During the election, there were times when I shuddered in fear. I read of roving gangs, for that's what they were, of Trump supporters in cars and trucks stopping traffic on the Garden State Parkway, the Mario Cuomo bridge over the Hudson, various highways crisscrossing the New York City region, and trying to force a Biden-Harris campaign bus off an interstate highway in Texas.
It reminded me of dark scenes from the movie "Mad Max." Of roving gangs of hoodlums terrorizing ordinary people in the desolate post-apocalyptic world with their brute power.
I wondered will this ultimately be the legacy of Donald Trump's presidency? Even if a small percentage of Trump supporters would be of a mind to engage in such activity, the result would be, as Trump prophesied, bedlam. It would severely damage our democracy.

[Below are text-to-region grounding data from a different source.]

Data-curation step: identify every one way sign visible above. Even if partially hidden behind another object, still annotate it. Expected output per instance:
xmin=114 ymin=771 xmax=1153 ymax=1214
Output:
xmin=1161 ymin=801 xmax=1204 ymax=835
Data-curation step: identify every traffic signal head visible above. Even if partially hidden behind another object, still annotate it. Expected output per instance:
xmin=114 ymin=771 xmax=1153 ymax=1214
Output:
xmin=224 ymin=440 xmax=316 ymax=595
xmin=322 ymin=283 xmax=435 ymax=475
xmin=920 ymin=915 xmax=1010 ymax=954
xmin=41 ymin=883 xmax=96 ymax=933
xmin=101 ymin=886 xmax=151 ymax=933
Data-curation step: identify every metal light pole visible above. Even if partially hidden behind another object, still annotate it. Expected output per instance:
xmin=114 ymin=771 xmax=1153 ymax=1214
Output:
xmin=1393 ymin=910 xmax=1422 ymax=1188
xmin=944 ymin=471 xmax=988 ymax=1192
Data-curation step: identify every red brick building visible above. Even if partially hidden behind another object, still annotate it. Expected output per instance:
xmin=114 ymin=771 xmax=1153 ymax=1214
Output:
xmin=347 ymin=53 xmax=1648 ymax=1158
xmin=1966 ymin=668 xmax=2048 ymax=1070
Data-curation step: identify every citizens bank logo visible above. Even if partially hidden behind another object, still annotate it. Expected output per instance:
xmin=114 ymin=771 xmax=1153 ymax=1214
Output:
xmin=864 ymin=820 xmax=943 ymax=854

Now as the final denouement of Trump's defeat gets ever closer and his options to reverse the will of the people disappear, he has not changed his tune. He continues to say that he won by a landslide and that if just some wise people would have the courage to acknowledge the facts, meaning the Supreme Court, he would win. His latest argument is that the fraud can't be seen because local officials loosened the process so that the fraud was not discoverable.
Meanwhile, his base of supporters is getting ever-more angry. Threats are being received by officials, Republican and Democrat alike. In Arizona, the Republican Party is trashing it's own leaders, the governor and the speaker of the House, for telling the facts of Trump's defeat like it is. The same is happening in Georgia. The Arizona Republican Party even sent out a call for people to die fighting for the cause. Republican officials across the country, even attorney generals, not just his voter base, continue to support Trump's baseless claims.
Now Trump is trying to get Republicans in Congress to agree to not accept the vote of the electoral college. His last chance, on January 6. Senator McConnell after finally acknowledging Biden as President-Elect has urged his Senate colleagues not to join the effort.
What happens when the last nail is driven in the coffin? When there is no escape for Trump and his supporters from his defeat?
There was an op-ed piece in The New York Times after the election saying that the most dangerous time of our history, for our democracy, will be in the coming weeks. And I think the writer was right.
Who will be able to quiet the Trumpist masses when Trump goes down flailing? It's beyond hope that the Trump loyalist pundits will take a positive role at long last. And his followers have no use for past Republican leaders, so their words will be useless.
Some leaders of the Evangelical church might make a difference if they told their followers, Trump supporters, that regardless how aggrieved they feel, that the results of the election must be respected, that law and order must be kept, that they should harm no one in their grief. Will organized religion finally rise to the occasion, or will it once again fail out of the human weakness of its leaders?
I do not believe in the God of our forefathers, in the God of the Old Testament, but at this moment, I pray to that God that he protect our country from this dark eventuality. (For clarification, I do believe in the God that is the divine essence that is within each of us; yes, including Trump supporters. Unfortunately, most people are unaware of and unconnected with their divine essence.)